We left you last year with the thoughts of Dr Udo Becker on future mobility. Shifting our focus from 'traffic' to the people-oriented notion 'access', as Dr Becker suggests we do, may change not just our society.
Dr Udo Becker is head of the chair for Transport Ecology at the Technical University Dresden, Germany. Starting point for his research was Dresden itself, but soon it became clear that his findings will, in the long run, have global ramifications. So he developed a broad view.
Human perspective
“We have to change from the wind-shield and asphalt perspective of instruments and vehicles (vehicles are instruments, as are roads or airports or rail road lines) to the people using the instruments to satisfy their needs,” says Becker. “From instruments and concrete to humans. Needs are for example: to get food, to reach friends, to get doctors' help, et cetera.
“The true objective function of all transport and transport policy and transport planning should never be to maximize infrastructures or maximize travel but to guarantee access – of course with least damages, costs, noises, pollution, accidents, area, waste: with least traffic.”
Who suffers most?
He continues: “Traffic price are too low. Climate change, air pollution and noise are not included in travel prices. If we continue to externalise traffic costs, we refer costs to other people, other places or nations – for example to people in Third World countries – and to future generations. Lower income parts of the population suffer most.” How is that so? Becker replies:
- “Who lives in cheap apartments alongside loud arterial roads? Rich people usually live in quieter neighbourhoods, but travel along these loud roads to their offices. Poorer people live there, but often cannot afford a car. So they contribute little to the problem, but pay the costs (health costs, for example).

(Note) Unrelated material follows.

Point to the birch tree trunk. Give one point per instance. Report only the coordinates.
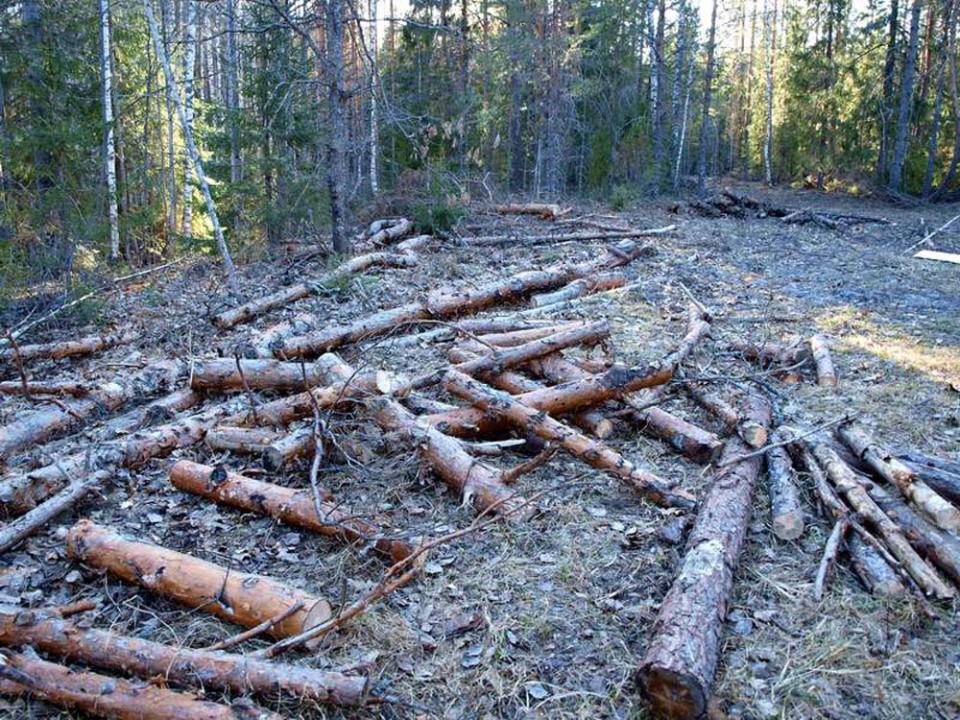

- Who lives in good air quality houses?
- Who suffers most from climate change? Just compare the Netherlands to Bangladesh. Both will have problems with rising sea levels, but the Netherlands contribute much more CO2-emissions. For protection, the Dutch will build dikes and levies. But people in Bangladesh will not have the resources for such measures.
- A last point: wealthier people (travelling a lot) will always find more or less subtle ways to react to changes, damage costs or tax increases. Poorer people, although generating much less damages and behaving more efficient (using less fuel and producing less noise to satisfy the same needs) will just not have the options and capabilities to react.”
Solution
How to solve this inequality? Becker says: “I just hate it when some politicians claim: 'Well, poor people are worse off than richer ones, so we need to artificially lower traffic prices so that these people can afford a car and fuel.' This approach is so short-sighted: it would just maximise damages for these people in the long run. To help these people, it would be best to increase prices and to offer or generate options to avoid the high prices (buses, bikes, near shops and so on). This yields access for the poorer.”
Two roads
So would Becker object to initiatives like the Tato Nano, a small cheap car aiming at the huge Indian market? “Of course we cannot deny others what we have here,” he replies. But according to Becker there are two roads leading to less car possession in other parts of the world.First of all, by setting an example here in Europe. If the scenario unravels as Becker sketched last week and our society will change to see integrated living-and-services neighbourhoods where we do not need cars as much as today, Second and Third World countries may follow in our footsteps.
Secondly, it is possible for Third World countries to 'leapfrog' and get ahead of us. Here's how that could work. However much oil prices may have dropped during these last months, soon fossil fuels will become scarce and expensive. Becker explains: “In the long run, we will need to cut back our CO2 emission levels to one or two tonnes per person per year. This would mean an eighty per cent decrease for us, but a doubling for India. In rural parts of India, people emitting little will be able to sell part of their emission rights to Western countries. To us, that would mean more emission rights for a comparatively small price, but to them it would mean a huge increase in income, which allows them to create much more access for themselves.”
But won't these people, once they've attained more wealth through selling emission rights, start to emit more themselves instead of creating the low emission access we've got in mind for them? We can hardly deny them to do so.
Trend
So the current political trend towards making polluters pay may, for example through emission trading schemes, have global consequences. The scenario Dr Becker lays out, may very well unroll itself. But then again, it may be somewhat idealistic.